Danish Goal: 50% of Electricity from Wind
tres3 writes "The Danes have an ambitious
plan of producing 50% of their national electrical needs from wind by 2030. The website has tutorials on everything related to wind energy you can imagine. The index gives you an idea of the detail of the site. It includes land and sea wind turbines as well as details about the machinery needed and where to locate it. There are over 100 pages so I didn't link to them all. [ed. note: thanks] A picture says it all."
Sure. Tell me more. You have some information or statistics that involve modern windmill technology?
You're familiar with modern wind technology, correct? Large blades, turning slowly. Certainly some birds might smack into them (the same way they do to buildings and cars), but we're not talking about the little, fast-moving windmills of the 1970s and 80s.
I'm tired of hearing this one trotted out every time somebody talks about wind. Show me the numbers, dammit!
They're certainly going to pollute the visual enviroment
Maybe we can disguise them as trees. Or put Budwiser advertising on them. Then they'll fit right in with the rest of the country :)
By having a focus, Danish industry can seek to acquire the IP such as patents to build up a top industry. As in other industries the idea is to go so far down the learning curve that it becomes more economical for other countries to buy the technology from you rather than develop it themselves.
That is why conservatives who bash alternative energy are stupid. Any reading of US history shows massive government involvement to nurture any industry whether through protective tariffs, cash for infrastructure, land grants, whatever. To make money you have to spend money. A so-called conservative who espouses capitalism should understand that.

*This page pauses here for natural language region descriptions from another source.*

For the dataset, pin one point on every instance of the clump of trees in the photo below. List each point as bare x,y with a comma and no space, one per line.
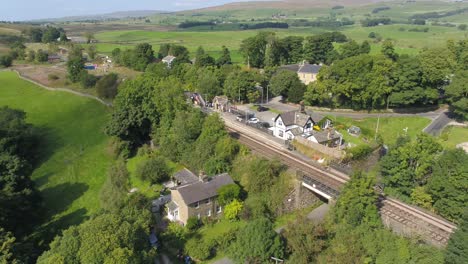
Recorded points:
19,199
428,175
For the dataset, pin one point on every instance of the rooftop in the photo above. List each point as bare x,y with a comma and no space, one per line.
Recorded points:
294,118
200,191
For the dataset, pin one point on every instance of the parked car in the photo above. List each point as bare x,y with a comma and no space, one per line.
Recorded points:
253,120
261,108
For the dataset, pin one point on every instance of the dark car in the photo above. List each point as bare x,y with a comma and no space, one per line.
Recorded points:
262,108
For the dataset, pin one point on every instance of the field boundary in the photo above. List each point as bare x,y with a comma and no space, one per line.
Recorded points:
61,89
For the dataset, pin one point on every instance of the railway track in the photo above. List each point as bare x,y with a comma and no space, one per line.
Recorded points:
432,228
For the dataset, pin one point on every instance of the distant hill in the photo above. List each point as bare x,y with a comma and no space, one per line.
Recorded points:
108,16
289,4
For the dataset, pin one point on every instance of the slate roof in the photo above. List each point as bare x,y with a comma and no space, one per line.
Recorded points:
309,68
200,191
322,136
302,68
172,206
315,116
296,131
293,118
184,177
168,58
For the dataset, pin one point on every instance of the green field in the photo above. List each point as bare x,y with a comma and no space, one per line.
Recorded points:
405,41
390,128
453,135
73,159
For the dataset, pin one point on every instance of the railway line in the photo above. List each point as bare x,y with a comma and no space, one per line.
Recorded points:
433,229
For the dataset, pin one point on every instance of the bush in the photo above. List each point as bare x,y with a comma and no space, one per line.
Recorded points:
199,249
87,80
193,223
52,77
359,152
118,148
106,87
6,61
154,170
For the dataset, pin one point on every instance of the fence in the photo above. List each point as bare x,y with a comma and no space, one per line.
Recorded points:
332,152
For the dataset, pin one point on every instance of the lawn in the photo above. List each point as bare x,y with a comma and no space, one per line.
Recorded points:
390,128
145,187
453,135
73,158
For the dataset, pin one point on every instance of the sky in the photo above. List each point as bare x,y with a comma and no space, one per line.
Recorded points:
16,10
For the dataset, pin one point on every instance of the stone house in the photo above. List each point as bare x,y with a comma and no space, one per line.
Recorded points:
197,199
306,72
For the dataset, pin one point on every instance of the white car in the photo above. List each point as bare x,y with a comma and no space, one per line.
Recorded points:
253,120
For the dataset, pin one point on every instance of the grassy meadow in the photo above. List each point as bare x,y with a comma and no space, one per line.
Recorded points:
73,161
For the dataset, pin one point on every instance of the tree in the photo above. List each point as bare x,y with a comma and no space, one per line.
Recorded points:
388,50
283,82
457,92
92,51
41,56
357,202
232,210
6,61
88,36
305,240
253,49
228,193
409,165
51,34
256,243
31,56
75,64
116,187
225,57
19,199
87,80
205,60
106,238
239,83
317,48
154,170
447,184
106,87
457,251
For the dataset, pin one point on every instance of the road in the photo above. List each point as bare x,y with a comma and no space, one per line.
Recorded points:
440,117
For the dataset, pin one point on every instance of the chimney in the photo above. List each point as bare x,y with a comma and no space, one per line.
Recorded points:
202,177
302,107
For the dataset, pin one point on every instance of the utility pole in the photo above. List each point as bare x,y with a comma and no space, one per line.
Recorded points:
377,128
277,260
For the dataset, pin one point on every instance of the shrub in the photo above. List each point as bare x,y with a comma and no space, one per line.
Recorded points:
87,80
359,152
6,61
232,210
154,170
52,77
193,223
198,249
106,87
118,148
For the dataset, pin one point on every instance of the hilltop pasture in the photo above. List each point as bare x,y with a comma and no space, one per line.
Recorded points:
73,161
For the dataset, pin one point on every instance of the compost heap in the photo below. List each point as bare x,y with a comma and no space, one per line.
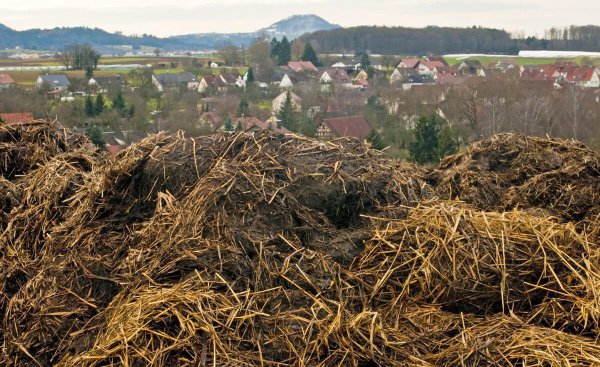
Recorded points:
272,250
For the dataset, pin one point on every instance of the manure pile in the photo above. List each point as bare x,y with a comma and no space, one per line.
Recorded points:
271,250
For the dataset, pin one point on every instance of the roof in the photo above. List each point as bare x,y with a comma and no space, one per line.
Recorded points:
106,81
16,118
60,80
419,79
350,126
176,78
6,79
249,123
213,81
409,62
299,66
336,75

- TV setup. My television, amplifier, and Tivo alone took up
1.6 Amps = 185 watts, while they were completely idle. The Tivo was not
recording anything, and I verified that it was not doing anything by
telnetting in and observing that the load average was 0.00. Does it
really require 1.6 amps just to spin a hard drive and wait for a
10mW infrared signal??
- Computer monitors. I run XFree86 4 in dual-head mode. My two
monitors take up 2.6 Amps = 300 watts while they are on, and a whopping 70
watts when they are turned off at the switch. It's worth noting that they
produce about a third of the light, and twice the heat, of two 150W light
bulbs.
- Computer hardware. The power strip supporting my 1.6Ghz Athlon
and 1Ghz Duron draws a whopping 4.4 Amps, or 500 watts, while
both systems sit at zero load! Apparently, AMD expended significantly
more effort making sure their processors were well-equipped to start house
fires when the heatsink falls off, rather than making those Linux kernel
"CPU idle" calls actually do anything.
- Uninterruptable power supplies. These were the sleeper hit of
my power measurement experiment: with full batteries and no devices on the
load side, my UPSes drew 50-80 watts of power each. I understand that
filtering power comes at a cost, but these things really should be designed
to be at least a little bit more efficient than the average space heater.
So, this brings me to my main point: why is it that my cell phone can run for two weeks without a recharge, my digital scale can run for 10 years (guaranteed) on a single battery, my thermostat, analog clocks, and smoke detectors can run for 2-3 years between battery changes, but my computers and consumer electronics have to suck up as much power as my toaster while they are completely idle?As long as our toys are designed to waste as much energy as legally possible, even the most well-intentioned power conservation efforts are doomed to utter failure.
-sting3r
I suppose you prefer the visual beauty of a strip mine?
I applaud the Danes for their bold, foward thinking Energy 21 energy policy. Bush's policy on the other hand, involves meddling in the middle east or drilling in our national parks and preserves.
Being the man of vision that he is, Bush, should reconsider our depenence on oil from the middle east and its impact of our foriegn policy. Like a drug addicted individual the US governments choices sometimes are far from rational.
For example, we call the Saudi's "our fiends". Bullshit! They would slice our thoat in a heart beat if we were not their biggest customer. They are a twisted theocracy that rejects womens rights, democracy, personal liberty, religious freedom, etc. We have nothing in common.
If the man would come out with a Kennedy like vision and plan of developing renewable technologies such as wind, solar, geothermal, wave, conservation, etc. and even clean and safe nuclear we would be much further down road to world stability, peace and prosperity. Instead he wants to start another war and one which has the potential of being a messy urban war where civilian casualities are unavoidable if you want to win.